Every second, 26,000 cups of coffee are drunk around the world. That’s more than two billion cups of coffee consumed every day. Yet most of us think of coffee as unhealthy. If coffee is your guilty pleasure you’ll be pleased to hear you can forget the guilt: coffee is good for you.
We’ve known for a long time caffeine is a very effective stimulant; it can wake you up, keep you alert and help you concentrate. Of course we also know that coffee is addictive and it’s not surprising we consider addictions to be bad for us. Caffeine is the world’s most popular drug.
But coffee is more than just caffeine. It’s actually chock-a-block full of different compounds, some of them with important health benefits. Some act as antioxidants, others reduce inflammation, and still others regulate insulin (the hormone involved in diabetes).
Are you sure coffee isn’t bad for me?
The first thing you’ll be pleased to hear: research published in 2008 found no link between drinking coffee and an increased risk of dying. This study followed about 130,000 people in their 40s and 50s for around 20 years. These volunteers were part of the Nurses’ Health Study (all female) and Health Professionals Follow-up Study (all male).

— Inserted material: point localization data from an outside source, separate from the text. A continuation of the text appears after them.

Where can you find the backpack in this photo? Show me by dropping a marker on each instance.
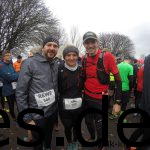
(102, 75)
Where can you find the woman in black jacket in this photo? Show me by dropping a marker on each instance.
(70, 89)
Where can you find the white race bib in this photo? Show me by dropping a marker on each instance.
(73, 103)
(45, 98)
(1, 84)
(14, 85)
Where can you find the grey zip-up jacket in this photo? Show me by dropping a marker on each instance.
(37, 80)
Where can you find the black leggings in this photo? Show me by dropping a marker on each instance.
(68, 119)
(93, 121)
(2, 100)
(11, 102)
(47, 124)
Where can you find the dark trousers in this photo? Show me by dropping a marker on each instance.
(46, 124)
(11, 102)
(92, 120)
(125, 99)
(68, 119)
(2, 100)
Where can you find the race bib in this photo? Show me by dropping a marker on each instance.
(45, 98)
(73, 103)
(1, 84)
(14, 85)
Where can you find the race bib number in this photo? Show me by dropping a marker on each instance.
(71, 104)
(1, 84)
(45, 98)
(14, 85)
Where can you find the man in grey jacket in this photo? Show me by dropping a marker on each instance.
(37, 88)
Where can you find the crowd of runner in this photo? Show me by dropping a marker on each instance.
(66, 87)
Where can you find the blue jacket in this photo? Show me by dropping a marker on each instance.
(8, 75)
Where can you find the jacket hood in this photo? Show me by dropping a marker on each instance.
(41, 58)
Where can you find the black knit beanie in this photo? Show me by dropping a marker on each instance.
(70, 48)
(50, 39)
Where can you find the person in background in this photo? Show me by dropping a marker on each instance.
(126, 73)
(17, 64)
(93, 88)
(8, 76)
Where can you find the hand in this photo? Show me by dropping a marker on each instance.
(116, 109)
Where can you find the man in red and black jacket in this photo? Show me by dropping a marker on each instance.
(93, 88)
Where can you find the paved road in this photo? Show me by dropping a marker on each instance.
(114, 142)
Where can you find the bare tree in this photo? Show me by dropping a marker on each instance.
(76, 39)
(119, 45)
(24, 23)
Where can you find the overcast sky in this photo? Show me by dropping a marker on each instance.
(128, 17)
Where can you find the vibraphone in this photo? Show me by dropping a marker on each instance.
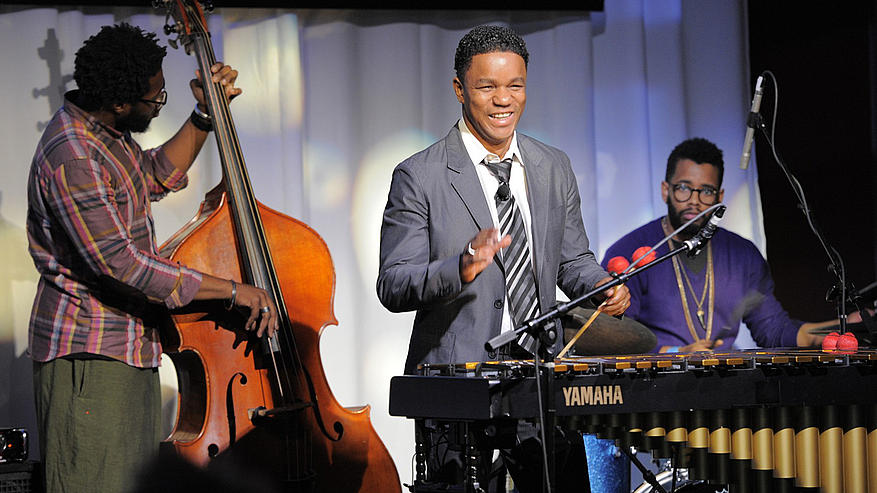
(756, 421)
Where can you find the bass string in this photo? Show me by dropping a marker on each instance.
(241, 192)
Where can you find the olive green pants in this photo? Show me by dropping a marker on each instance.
(98, 422)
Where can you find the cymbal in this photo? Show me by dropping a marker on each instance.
(607, 335)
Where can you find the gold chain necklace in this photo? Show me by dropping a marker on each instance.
(708, 286)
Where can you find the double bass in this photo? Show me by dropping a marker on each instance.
(258, 403)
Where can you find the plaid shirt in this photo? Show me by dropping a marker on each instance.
(103, 287)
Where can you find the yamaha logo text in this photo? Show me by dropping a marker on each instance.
(593, 395)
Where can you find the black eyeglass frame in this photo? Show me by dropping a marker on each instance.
(161, 101)
(682, 187)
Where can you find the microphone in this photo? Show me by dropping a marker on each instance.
(751, 123)
(696, 243)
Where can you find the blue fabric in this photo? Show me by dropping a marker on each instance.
(609, 471)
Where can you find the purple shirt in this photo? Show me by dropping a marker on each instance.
(743, 290)
(102, 283)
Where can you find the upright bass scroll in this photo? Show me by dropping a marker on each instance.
(262, 403)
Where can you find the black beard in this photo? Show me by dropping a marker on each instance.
(134, 122)
(676, 221)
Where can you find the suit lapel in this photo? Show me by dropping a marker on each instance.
(464, 180)
(537, 194)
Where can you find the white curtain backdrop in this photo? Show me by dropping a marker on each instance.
(334, 99)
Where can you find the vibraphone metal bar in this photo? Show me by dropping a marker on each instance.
(759, 420)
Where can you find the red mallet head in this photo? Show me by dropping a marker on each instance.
(639, 253)
(830, 342)
(847, 342)
(617, 265)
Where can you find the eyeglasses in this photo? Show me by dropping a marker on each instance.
(161, 100)
(707, 195)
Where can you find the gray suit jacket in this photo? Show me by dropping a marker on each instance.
(435, 207)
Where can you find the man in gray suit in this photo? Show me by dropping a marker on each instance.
(442, 253)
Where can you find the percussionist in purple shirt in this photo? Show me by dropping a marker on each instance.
(697, 303)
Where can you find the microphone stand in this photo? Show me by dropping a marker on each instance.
(542, 331)
(836, 264)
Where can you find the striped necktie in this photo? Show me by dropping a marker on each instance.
(520, 281)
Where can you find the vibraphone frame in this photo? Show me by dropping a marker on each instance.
(757, 420)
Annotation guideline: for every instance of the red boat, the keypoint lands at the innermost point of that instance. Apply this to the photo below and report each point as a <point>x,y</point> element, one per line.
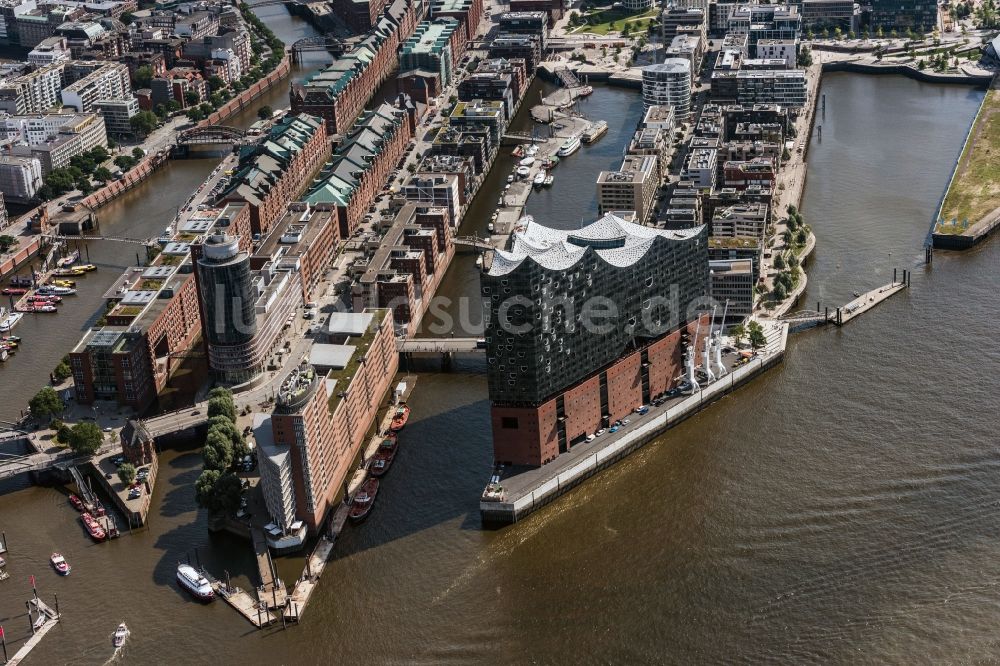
<point>400,417</point>
<point>363,502</point>
<point>384,456</point>
<point>97,532</point>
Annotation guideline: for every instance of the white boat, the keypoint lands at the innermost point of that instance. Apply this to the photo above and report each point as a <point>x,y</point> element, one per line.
<point>570,146</point>
<point>10,321</point>
<point>594,131</point>
<point>121,634</point>
<point>194,582</point>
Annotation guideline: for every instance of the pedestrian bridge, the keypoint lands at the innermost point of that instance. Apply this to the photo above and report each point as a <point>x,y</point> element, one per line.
<point>440,345</point>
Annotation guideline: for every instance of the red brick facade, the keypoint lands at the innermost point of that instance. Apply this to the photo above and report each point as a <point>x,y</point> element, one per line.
<point>529,435</point>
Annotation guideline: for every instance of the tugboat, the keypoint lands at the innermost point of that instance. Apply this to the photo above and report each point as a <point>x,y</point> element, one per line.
<point>121,634</point>
<point>363,502</point>
<point>194,582</point>
<point>60,564</point>
<point>94,528</point>
<point>570,146</point>
<point>400,418</point>
<point>384,456</point>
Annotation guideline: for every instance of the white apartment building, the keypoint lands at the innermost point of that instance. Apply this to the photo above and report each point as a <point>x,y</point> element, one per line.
<point>20,178</point>
<point>110,81</point>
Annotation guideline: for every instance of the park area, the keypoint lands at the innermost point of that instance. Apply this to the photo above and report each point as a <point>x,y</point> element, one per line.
<point>603,21</point>
<point>974,192</point>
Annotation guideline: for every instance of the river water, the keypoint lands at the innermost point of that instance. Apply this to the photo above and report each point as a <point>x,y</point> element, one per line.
<point>842,508</point>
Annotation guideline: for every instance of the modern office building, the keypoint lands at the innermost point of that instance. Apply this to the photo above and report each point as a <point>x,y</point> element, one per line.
<point>732,286</point>
<point>668,82</point>
<point>918,15</point>
<point>632,187</point>
<point>582,327</point>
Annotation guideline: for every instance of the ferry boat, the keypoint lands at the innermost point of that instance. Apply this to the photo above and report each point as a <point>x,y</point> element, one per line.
<point>194,582</point>
<point>60,564</point>
<point>384,456</point>
<point>400,418</point>
<point>94,528</point>
<point>595,131</point>
<point>69,259</point>
<point>570,146</point>
<point>121,635</point>
<point>51,289</point>
<point>364,500</point>
<point>10,321</point>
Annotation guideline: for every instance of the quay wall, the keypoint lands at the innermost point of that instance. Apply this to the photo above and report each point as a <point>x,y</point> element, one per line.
<point>507,512</point>
<point>908,71</point>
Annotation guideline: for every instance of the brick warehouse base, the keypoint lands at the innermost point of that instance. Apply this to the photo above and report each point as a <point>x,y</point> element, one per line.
<point>534,436</point>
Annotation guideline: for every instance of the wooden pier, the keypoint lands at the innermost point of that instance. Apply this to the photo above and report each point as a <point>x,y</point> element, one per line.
<point>41,625</point>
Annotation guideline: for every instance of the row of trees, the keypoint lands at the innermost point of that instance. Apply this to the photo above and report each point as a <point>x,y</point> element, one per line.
<point>752,332</point>
<point>218,488</point>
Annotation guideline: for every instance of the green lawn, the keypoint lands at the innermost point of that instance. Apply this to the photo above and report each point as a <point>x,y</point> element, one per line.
<point>975,190</point>
<point>637,22</point>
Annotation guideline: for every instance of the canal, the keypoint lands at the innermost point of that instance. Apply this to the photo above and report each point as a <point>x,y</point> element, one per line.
<point>843,504</point>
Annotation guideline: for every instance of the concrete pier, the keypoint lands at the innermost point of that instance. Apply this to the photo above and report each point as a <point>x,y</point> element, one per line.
<point>521,491</point>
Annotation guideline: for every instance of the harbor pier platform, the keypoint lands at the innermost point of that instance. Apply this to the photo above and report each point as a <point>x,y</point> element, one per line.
<point>516,492</point>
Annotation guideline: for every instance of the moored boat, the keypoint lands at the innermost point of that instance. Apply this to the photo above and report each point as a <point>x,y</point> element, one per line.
<point>595,131</point>
<point>400,418</point>
<point>363,501</point>
<point>10,321</point>
<point>94,528</point>
<point>194,582</point>
<point>60,564</point>
<point>121,634</point>
<point>384,456</point>
<point>569,146</point>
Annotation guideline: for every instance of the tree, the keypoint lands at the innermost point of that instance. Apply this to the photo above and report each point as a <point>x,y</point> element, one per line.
<point>738,332</point>
<point>756,333</point>
<point>143,75</point>
<point>45,403</point>
<point>62,371</point>
<point>86,438</point>
<point>126,473</point>
<point>143,123</point>
<point>204,486</point>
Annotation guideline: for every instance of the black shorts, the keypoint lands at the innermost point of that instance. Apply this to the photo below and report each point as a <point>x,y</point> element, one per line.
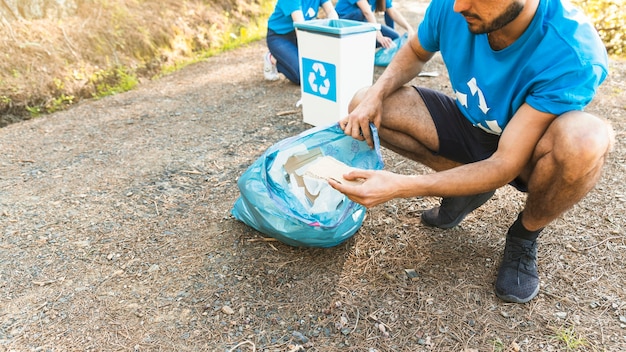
<point>459,140</point>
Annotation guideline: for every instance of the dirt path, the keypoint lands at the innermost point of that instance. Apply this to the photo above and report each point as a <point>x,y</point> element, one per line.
<point>116,234</point>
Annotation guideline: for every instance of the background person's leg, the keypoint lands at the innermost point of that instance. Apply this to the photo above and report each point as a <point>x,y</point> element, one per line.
<point>284,48</point>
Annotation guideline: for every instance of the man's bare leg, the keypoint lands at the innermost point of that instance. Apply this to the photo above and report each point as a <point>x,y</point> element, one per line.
<point>565,166</point>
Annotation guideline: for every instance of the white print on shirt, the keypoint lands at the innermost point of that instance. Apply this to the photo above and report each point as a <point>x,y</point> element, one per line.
<point>492,125</point>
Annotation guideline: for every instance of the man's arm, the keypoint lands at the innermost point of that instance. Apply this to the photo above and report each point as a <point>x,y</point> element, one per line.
<point>406,64</point>
<point>329,9</point>
<point>515,149</point>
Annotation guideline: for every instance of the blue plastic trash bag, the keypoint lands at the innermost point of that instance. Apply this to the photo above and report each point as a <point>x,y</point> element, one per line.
<point>269,200</point>
<point>384,55</point>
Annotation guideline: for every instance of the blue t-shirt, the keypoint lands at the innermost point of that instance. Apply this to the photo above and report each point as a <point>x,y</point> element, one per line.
<point>344,7</point>
<point>281,22</point>
<point>555,66</point>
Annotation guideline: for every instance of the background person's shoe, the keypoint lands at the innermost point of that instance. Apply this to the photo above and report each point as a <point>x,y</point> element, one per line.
<point>453,210</point>
<point>269,69</point>
<point>518,279</point>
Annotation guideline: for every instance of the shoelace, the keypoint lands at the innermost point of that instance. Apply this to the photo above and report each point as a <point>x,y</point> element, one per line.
<point>523,254</point>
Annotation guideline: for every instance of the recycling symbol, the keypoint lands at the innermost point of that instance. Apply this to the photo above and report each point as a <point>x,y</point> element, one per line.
<point>319,71</point>
<point>319,78</point>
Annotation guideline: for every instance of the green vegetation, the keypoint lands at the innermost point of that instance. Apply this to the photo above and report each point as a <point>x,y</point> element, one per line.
<point>123,41</point>
<point>570,338</point>
<point>609,18</point>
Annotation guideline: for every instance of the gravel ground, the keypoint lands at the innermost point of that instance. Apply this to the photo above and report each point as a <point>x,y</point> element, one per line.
<point>116,235</point>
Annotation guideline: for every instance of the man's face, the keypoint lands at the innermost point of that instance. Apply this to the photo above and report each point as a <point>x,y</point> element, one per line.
<point>486,16</point>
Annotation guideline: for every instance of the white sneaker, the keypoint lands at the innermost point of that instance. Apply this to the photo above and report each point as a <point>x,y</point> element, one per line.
<point>269,69</point>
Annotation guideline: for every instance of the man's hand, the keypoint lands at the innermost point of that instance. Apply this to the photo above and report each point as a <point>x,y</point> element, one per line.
<point>379,186</point>
<point>357,123</point>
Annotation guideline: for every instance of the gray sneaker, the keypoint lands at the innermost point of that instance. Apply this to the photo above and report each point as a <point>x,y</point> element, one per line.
<point>518,279</point>
<point>453,210</point>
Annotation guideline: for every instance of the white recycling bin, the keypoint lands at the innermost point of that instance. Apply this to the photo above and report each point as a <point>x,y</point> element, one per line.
<point>336,60</point>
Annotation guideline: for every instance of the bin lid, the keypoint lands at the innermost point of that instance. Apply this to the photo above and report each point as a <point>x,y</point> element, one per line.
<point>337,26</point>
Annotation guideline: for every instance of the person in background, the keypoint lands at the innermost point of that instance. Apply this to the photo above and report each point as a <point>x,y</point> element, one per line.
<point>363,10</point>
<point>281,36</point>
<point>521,72</point>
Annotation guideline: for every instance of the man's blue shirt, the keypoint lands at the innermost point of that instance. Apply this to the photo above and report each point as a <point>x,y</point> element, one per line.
<point>281,22</point>
<point>555,66</point>
<point>344,7</point>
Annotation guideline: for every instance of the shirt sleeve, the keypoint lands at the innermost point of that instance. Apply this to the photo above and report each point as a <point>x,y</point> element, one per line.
<point>559,92</point>
<point>428,29</point>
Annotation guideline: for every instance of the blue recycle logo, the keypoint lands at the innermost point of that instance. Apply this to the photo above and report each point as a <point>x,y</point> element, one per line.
<point>320,79</point>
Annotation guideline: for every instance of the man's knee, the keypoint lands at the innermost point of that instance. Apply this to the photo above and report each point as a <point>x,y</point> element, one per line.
<point>580,141</point>
<point>356,99</point>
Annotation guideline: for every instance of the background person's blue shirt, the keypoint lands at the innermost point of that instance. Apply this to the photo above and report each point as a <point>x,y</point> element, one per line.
<point>555,66</point>
<point>281,22</point>
<point>344,7</point>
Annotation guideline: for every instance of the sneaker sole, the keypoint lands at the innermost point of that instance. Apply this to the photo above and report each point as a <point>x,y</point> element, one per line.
<point>470,208</point>
<point>514,299</point>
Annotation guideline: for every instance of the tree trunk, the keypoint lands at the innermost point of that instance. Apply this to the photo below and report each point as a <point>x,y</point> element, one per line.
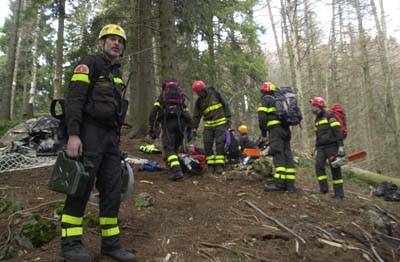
<point>282,63</point>
<point>167,40</point>
<point>145,70</point>
<point>5,110</point>
<point>29,106</point>
<point>59,50</point>
<point>367,88</point>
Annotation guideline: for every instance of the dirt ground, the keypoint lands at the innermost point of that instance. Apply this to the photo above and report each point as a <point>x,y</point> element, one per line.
<point>208,218</point>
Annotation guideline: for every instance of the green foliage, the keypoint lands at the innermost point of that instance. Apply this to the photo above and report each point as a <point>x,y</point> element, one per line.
<point>36,232</point>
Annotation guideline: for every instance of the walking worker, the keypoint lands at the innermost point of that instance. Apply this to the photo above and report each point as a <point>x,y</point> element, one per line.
<point>94,116</point>
<point>328,145</point>
<point>279,140</point>
<point>214,109</point>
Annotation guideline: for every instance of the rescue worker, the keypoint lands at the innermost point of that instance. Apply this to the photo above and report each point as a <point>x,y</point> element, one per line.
<point>244,141</point>
<point>214,109</point>
<point>279,140</point>
<point>328,145</point>
<point>172,113</point>
<point>94,115</point>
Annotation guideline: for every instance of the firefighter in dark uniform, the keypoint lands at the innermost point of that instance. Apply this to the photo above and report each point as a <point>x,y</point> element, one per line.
<point>175,121</point>
<point>279,141</point>
<point>244,140</point>
<point>328,145</point>
<point>214,109</point>
<point>93,107</point>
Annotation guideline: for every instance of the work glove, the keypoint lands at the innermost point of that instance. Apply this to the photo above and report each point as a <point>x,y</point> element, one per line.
<point>152,134</point>
<point>341,151</point>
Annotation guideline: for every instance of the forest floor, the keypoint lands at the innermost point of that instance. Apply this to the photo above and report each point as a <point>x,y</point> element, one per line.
<point>210,218</point>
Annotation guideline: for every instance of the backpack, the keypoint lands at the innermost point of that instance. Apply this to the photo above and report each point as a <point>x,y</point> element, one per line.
<point>172,96</point>
<point>337,111</point>
<point>286,106</point>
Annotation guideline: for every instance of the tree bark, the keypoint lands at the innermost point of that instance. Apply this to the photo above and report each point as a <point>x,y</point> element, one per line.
<point>5,110</point>
<point>29,105</point>
<point>59,50</point>
<point>167,40</point>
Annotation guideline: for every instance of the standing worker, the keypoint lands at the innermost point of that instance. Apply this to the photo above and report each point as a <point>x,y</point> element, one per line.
<point>328,145</point>
<point>279,140</point>
<point>214,109</point>
<point>93,115</point>
<point>171,112</point>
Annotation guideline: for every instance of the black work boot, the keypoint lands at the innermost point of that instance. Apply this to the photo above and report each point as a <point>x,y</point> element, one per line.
<point>111,246</point>
<point>290,187</point>
<point>175,174</point>
<point>72,250</point>
<point>338,191</point>
<point>219,169</point>
<point>278,185</point>
<point>323,186</point>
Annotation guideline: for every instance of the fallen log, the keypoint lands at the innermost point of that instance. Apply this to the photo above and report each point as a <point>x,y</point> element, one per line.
<point>370,177</point>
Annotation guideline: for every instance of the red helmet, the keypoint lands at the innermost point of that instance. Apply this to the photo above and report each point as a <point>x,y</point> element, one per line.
<point>198,86</point>
<point>267,87</point>
<point>317,101</point>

The researchers collected detailed health information about the volunteers, including their diet and coffee-drinking habits. At the same time they kept records of who died during the study. Even people drinking six cups of coffee a day were not at higher risk of death.
Could it really be good for me?
It gets even better. Not only will coffee not kill you, it may even protect you from a whole heap of nasty illnesses.
For example, research indicates coffee consumption reduces the risk of lethal prostate cancer in men. Drinking one to three cups of coffee a day (either normal or decaf), was linked to a 30% decreased risk of this cancer. Coffee also appears to reduce the risk of liver cancer by up to 40%.
Coffee drinking also reduces the risk of type 2 diabetes. Not only that, but within limits, the more coffee you drink, the lower your risk. Three to four cups of coffee a day was associated with a 25% reduced risk of developing type 2 diabetes, compared with people who drank fewer cups each day. Another study found that each additional cup of coffee reduced the risk by a further 7 or 8%. And in type 2 diabetes sufferers, drinking coffee reduced the risk of dying during a 20-year period by 30%.
What about for my brain?
A study published in 2012 followed 124 individuals aged 65–88 years. All of these people were showing the first signs of forgetfulness that commonly leads to Alzheimer’s disease. The researchers measured levels of caffeine in the blood and assessed their brain function over two to four years. Not only was coffee drinking not associated with decreased brain function, people with not much or no caffeine in their bloodstream were much more likely to have progressed to Alzheimer’s than people who had three cups’ worth of caffeine in their system.
Similarly, coffee drinking improves our long-term memory. Researchers found caffeine significantly reduced rates of forgetting over a 24-hour period. And moderate caffeine intake reduces your risk of getting Parkinson’s disease by somewhere between 30 and 60%.
Why the bad rap?
Despite all of this, we all know coffee has a bad name. This is likely to be because of other behaviours that go hand-in-hand with coffee drinking. People who drink a lot of coffee often smoke, may not exercise very much and tend to have a more unhealthy diet in general. As a result, a lot of early studies that concluded coffee was bad may have been reporting on confounded results. This means it was the smoking, lack of exercise or diet that was to blame for poor health, not the coffee drinking.
Can you drink too much coffee?
But of course too much coffee may still not be a great idea.
If you’re drinking so much coffee that you get tremors, have sleeping problems, or feel stressed and uncomfortable, then obviously you’re drinking too much coffee. Dr Rob van Dam, Harvard School of Public Health
And if you’re pregnant, it’s probably still wise to avoid or limit your coffee intake. We don’t have a complete picture of the effects of coffee on the foetus, but we do know that caffeine can cross the placenta and that a foetus is not very good at breaking the caffeine down.
Unfortunately, all of this is terrible news for yours truly. I’m one of a small group of people actually allergic to caffeine. But for most of my fellow Melbournites: drink up, now you’ve got a whole lot more reason to enjoy your latte.